Um sobrevoo pelo cardápio revela alguns pratos inegociáveis, gostosos de dispor ao centro da mesa para dividir. O quibe cru de atum com coalhada, cebolas tostadas, hortelã e sumac, uma especiaria cítrica, respeita o receituário judaico kosher – não mistura leite e carne bovina. Os clássicos vareniques, uma massa recheada com batata e cebola confitada dulcíssima, são regados com um untuoso jus de aves. A alcachofra à judeia, delicadamente empanada, recebe incremento de um aioli de anchovas, pecorino ralado, limão e hortelã. O movimento do Z Deli é tão intenso que é preciso importar mensalmente da Itália uma tonelada e meia de alcachofras.

A sessão de sobremesas é uma perdição: cheesecake coberto com geleia de mirtilo; merengada com morangos frescos; profiteroles embebidos em abundante calda de chocolate; e um bolo grego que já arrancou lágrimas, indeed. Trata-se de um bolo com várias camadas de massa filo, aquela fininha folhada, combinada a um creme de ovos com laranja e especiarias.Vai à mesa ainda morno e recebe por cima uma calda de laranja.

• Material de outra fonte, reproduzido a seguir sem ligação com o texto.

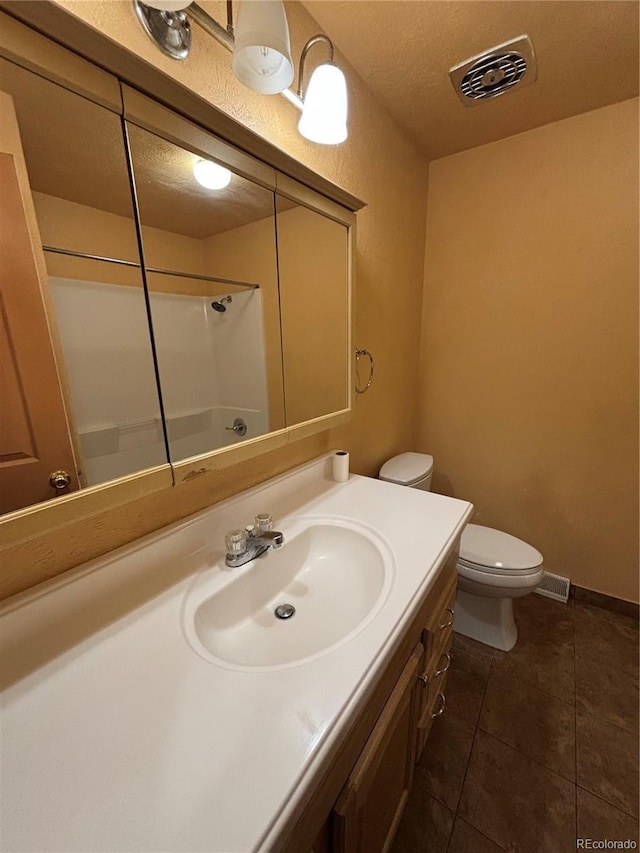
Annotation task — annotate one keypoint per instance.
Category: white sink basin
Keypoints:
(336, 574)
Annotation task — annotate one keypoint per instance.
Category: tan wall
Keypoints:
(378, 164)
(529, 373)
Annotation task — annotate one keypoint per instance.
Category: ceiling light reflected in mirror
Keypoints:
(211, 175)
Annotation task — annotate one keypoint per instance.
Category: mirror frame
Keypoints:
(263, 163)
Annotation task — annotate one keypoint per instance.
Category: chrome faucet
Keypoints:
(245, 545)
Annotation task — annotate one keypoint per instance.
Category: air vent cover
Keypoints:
(495, 72)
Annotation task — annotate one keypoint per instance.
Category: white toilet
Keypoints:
(493, 567)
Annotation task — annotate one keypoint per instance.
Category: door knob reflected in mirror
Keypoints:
(239, 427)
(59, 480)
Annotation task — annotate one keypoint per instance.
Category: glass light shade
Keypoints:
(211, 175)
(262, 50)
(168, 5)
(324, 114)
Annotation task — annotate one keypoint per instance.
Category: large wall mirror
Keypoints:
(147, 317)
(76, 342)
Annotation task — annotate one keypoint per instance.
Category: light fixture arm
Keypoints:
(230, 18)
(305, 50)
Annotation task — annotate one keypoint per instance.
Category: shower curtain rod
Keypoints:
(159, 270)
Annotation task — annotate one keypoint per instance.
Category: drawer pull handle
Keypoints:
(444, 669)
(450, 622)
(441, 708)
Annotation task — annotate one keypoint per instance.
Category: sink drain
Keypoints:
(284, 611)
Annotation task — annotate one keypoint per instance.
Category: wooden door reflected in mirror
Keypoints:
(88, 305)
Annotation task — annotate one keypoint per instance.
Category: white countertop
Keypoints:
(117, 736)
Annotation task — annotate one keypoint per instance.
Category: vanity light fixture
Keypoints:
(324, 111)
(262, 50)
(261, 57)
(211, 175)
(166, 22)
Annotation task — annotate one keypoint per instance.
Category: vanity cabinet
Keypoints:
(372, 801)
(437, 658)
(387, 739)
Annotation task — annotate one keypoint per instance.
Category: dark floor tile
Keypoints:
(444, 760)
(600, 821)
(543, 621)
(550, 669)
(466, 683)
(472, 648)
(536, 723)
(609, 638)
(606, 603)
(426, 824)
(516, 802)
(607, 693)
(607, 762)
(466, 839)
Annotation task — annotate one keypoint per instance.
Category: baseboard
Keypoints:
(607, 602)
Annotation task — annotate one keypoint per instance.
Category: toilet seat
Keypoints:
(492, 552)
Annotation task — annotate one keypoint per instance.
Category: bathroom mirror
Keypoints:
(313, 268)
(209, 245)
(87, 307)
(80, 242)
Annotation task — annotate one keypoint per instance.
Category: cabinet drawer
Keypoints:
(433, 683)
(437, 634)
(434, 707)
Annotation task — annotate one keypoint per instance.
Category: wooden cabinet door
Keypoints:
(34, 436)
(371, 804)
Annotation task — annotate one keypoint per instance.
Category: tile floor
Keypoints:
(538, 747)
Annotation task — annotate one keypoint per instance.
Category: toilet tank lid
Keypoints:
(495, 549)
(407, 468)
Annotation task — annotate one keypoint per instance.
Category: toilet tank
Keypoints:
(409, 469)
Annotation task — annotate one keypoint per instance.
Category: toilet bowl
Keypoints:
(493, 567)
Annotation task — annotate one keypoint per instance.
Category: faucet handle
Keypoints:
(236, 541)
(263, 523)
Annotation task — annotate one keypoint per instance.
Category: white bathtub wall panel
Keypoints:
(238, 340)
(186, 357)
(106, 345)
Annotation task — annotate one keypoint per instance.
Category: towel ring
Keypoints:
(359, 354)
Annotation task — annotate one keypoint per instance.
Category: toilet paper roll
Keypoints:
(341, 466)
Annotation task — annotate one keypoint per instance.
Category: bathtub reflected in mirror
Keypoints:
(212, 275)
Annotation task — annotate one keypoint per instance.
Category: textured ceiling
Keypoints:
(587, 55)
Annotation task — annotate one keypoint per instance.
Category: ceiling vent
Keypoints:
(495, 71)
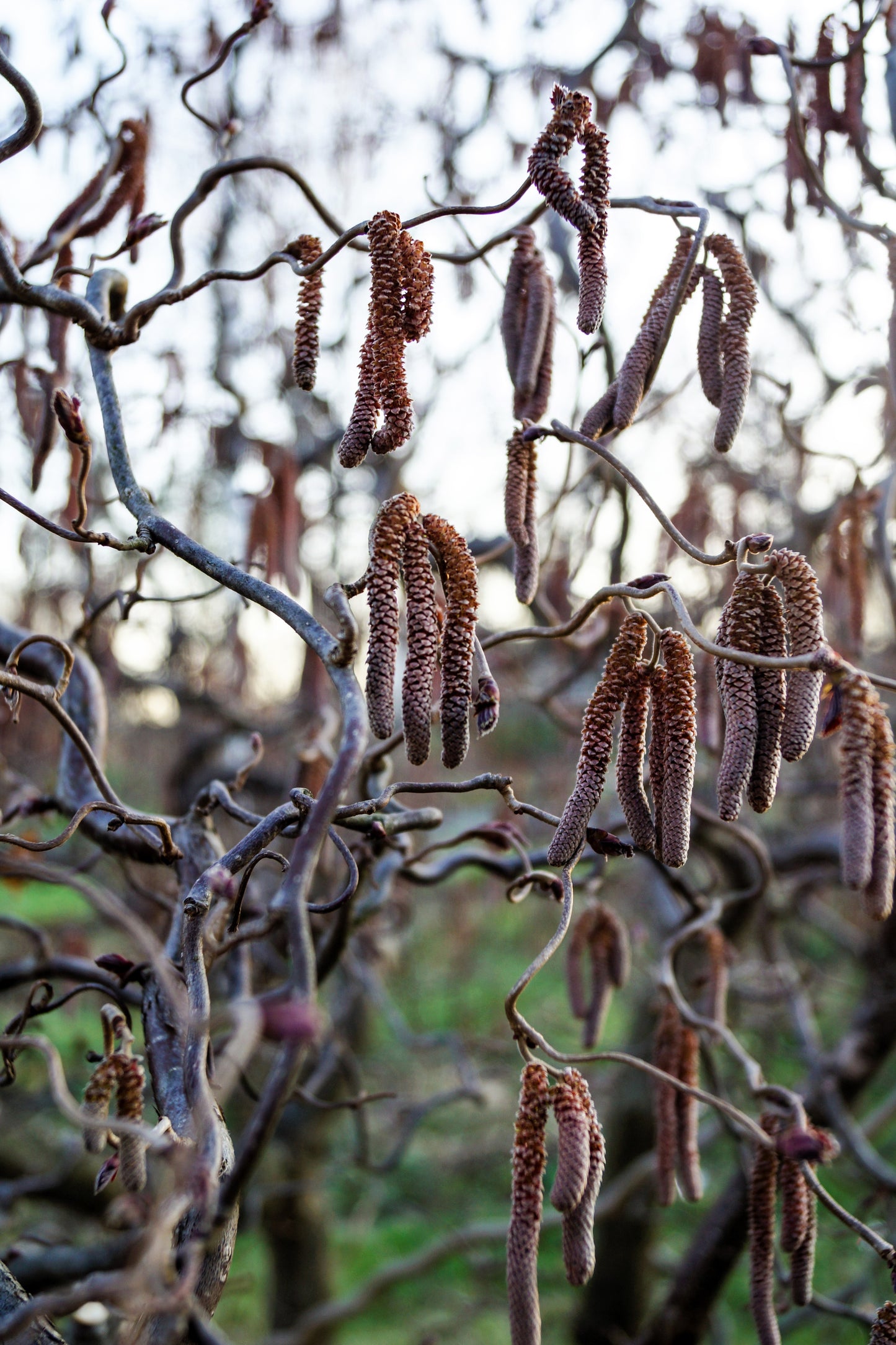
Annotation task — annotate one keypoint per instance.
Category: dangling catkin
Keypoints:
(667, 1056)
(856, 779)
(735, 345)
(761, 1211)
(578, 1224)
(570, 114)
(461, 596)
(709, 338)
(595, 191)
(388, 541)
(422, 642)
(597, 739)
(806, 635)
(739, 630)
(679, 747)
(530, 1157)
(130, 1106)
(631, 761)
(657, 749)
(574, 1155)
(879, 893)
(687, 1107)
(308, 314)
(770, 704)
(97, 1098)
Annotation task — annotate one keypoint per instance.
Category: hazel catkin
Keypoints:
(527, 1195)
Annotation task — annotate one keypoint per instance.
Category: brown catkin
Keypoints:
(802, 1262)
(631, 761)
(657, 751)
(570, 114)
(388, 324)
(130, 1106)
(794, 1205)
(515, 298)
(574, 1155)
(527, 1195)
(526, 557)
(461, 596)
(538, 310)
(739, 630)
(771, 687)
(879, 893)
(388, 542)
(761, 1211)
(307, 346)
(806, 635)
(735, 343)
(856, 779)
(667, 1056)
(422, 643)
(597, 739)
(595, 191)
(884, 1328)
(709, 338)
(359, 432)
(578, 1224)
(417, 287)
(690, 1174)
(679, 747)
(97, 1098)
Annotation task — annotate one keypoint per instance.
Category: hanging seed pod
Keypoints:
(679, 747)
(515, 298)
(422, 643)
(739, 630)
(578, 1224)
(610, 959)
(657, 749)
(595, 191)
(527, 1194)
(667, 1056)
(879, 893)
(856, 780)
(388, 542)
(761, 1211)
(735, 343)
(574, 1155)
(717, 978)
(97, 1098)
(417, 285)
(771, 689)
(631, 761)
(709, 338)
(308, 315)
(359, 432)
(597, 739)
(461, 596)
(130, 1106)
(388, 326)
(690, 1174)
(570, 114)
(806, 634)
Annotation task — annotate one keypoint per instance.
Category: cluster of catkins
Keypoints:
(401, 545)
(723, 350)
(778, 1171)
(122, 1074)
(580, 1161)
(401, 311)
(633, 687)
(602, 937)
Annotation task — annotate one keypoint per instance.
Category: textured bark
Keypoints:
(597, 739)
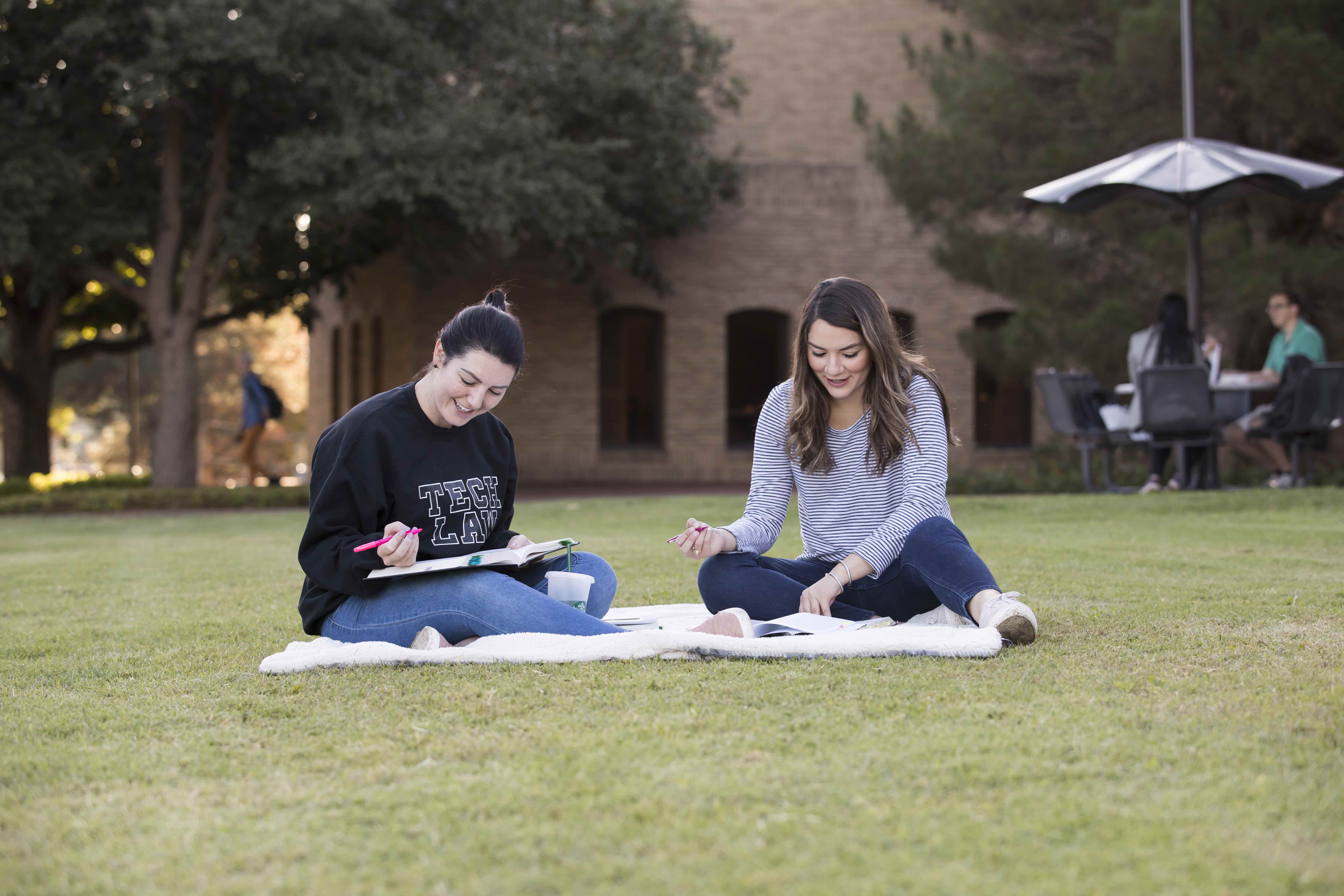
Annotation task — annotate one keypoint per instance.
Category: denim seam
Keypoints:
(966, 598)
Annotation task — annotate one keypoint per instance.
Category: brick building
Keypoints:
(665, 389)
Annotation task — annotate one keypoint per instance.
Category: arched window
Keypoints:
(337, 374)
(758, 361)
(1003, 404)
(905, 324)
(376, 357)
(631, 378)
(357, 363)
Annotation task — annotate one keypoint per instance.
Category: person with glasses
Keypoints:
(1295, 338)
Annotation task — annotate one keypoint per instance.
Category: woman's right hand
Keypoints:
(402, 550)
(701, 546)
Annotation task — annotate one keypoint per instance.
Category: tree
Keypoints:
(265, 146)
(50, 315)
(1049, 89)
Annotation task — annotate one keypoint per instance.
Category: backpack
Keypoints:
(275, 408)
(1285, 401)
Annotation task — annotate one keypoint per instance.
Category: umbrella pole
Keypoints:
(1194, 277)
(1194, 287)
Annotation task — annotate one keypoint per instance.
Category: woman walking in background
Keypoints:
(256, 413)
(862, 433)
(1167, 342)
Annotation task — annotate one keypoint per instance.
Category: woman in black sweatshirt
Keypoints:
(431, 456)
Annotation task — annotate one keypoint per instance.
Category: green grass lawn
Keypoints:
(1179, 726)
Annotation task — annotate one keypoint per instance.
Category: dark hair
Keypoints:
(854, 305)
(488, 326)
(1294, 299)
(1175, 342)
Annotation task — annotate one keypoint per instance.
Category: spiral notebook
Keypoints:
(502, 558)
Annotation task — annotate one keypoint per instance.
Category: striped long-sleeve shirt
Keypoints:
(849, 510)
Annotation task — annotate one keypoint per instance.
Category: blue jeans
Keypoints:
(475, 602)
(936, 566)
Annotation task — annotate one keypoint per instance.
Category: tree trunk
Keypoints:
(175, 296)
(27, 438)
(175, 451)
(26, 387)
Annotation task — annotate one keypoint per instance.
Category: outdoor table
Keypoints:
(1232, 398)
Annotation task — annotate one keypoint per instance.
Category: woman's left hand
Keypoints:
(819, 597)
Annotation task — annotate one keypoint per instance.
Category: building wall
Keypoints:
(811, 209)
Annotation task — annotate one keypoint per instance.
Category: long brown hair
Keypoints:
(854, 305)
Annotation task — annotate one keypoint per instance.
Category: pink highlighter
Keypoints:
(374, 545)
(678, 537)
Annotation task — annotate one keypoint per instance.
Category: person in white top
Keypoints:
(862, 433)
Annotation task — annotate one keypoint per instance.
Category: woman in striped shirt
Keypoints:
(862, 433)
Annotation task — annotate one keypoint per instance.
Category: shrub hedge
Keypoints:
(76, 500)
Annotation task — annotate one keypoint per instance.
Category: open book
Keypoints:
(632, 620)
(501, 558)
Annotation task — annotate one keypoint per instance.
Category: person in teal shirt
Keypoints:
(1295, 336)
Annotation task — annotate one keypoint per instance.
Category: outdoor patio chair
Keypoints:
(1178, 412)
(1318, 410)
(1073, 404)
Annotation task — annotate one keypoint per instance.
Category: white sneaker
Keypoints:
(733, 623)
(428, 639)
(1015, 621)
(940, 616)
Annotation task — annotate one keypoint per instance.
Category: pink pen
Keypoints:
(374, 545)
(678, 537)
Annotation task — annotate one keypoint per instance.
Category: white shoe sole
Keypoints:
(1017, 625)
(427, 639)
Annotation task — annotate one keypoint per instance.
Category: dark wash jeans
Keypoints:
(936, 566)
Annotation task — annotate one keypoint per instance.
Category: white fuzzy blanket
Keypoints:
(919, 637)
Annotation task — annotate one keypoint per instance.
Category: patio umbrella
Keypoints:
(1190, 174)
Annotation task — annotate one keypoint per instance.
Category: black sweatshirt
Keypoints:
(385, 461)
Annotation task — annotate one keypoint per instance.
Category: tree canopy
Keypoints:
(230, 158)
(1037, 89)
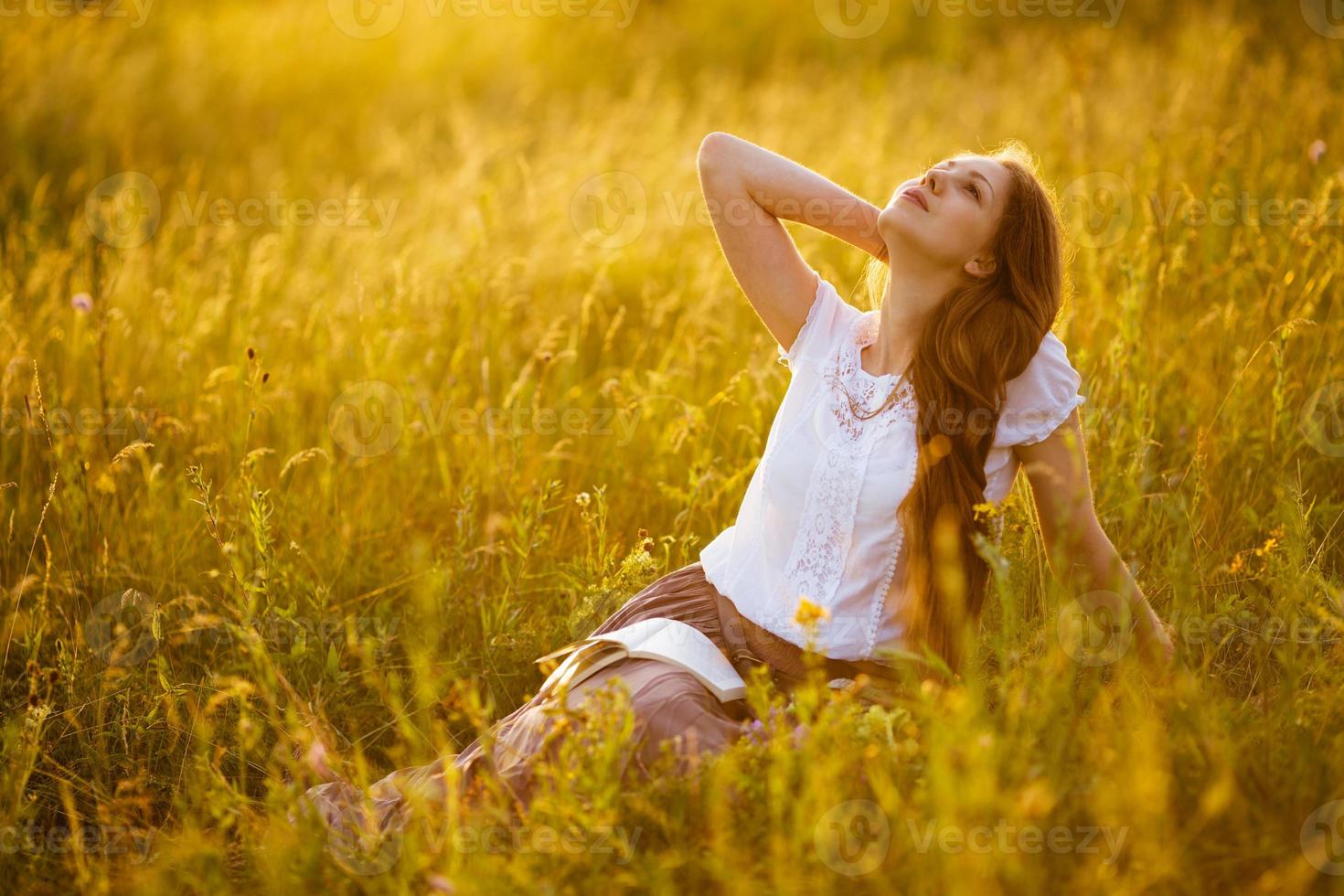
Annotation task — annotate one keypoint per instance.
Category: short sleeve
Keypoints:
(828, 320)
(1041, 398)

Embora esteja no comando, no dia a dia fica pouco no fogão. Sua vontade de cozinhar é consolada em casa, geralmente nas manhãs. Acorda religiosamente às cinco e meia para tomar café e treinar, para aguentar o tranco da rotina. Faz ovos, “às vezes um club sandwich. Faço até bife de manhã, nos dias em que acordo e quero dar uma cozinhada.”

Benê também tem seus caprichos. Coleciona tênis, está aprendendo a tocar cuíca – o instrumento mais difícil que já tentou aprender; “ainda parece que estou matando um animal” – e coze suas calças num alfaiate, como se fazia nos velhos tempos.

Já leu a bíblia inteira sete vezes. Teve certo desgaste com a religião ao longo da vida, mas mantém a força da fé. Perdeu todos os amigos da infância em função das drogas, presos ou mortos, mas seguiu os ensinamentos do pai, que dizia que era preciso aproveitar todas as oportunidades para aprender.

“A única maneira que consigo explicar minha trajetória é um toque divino.”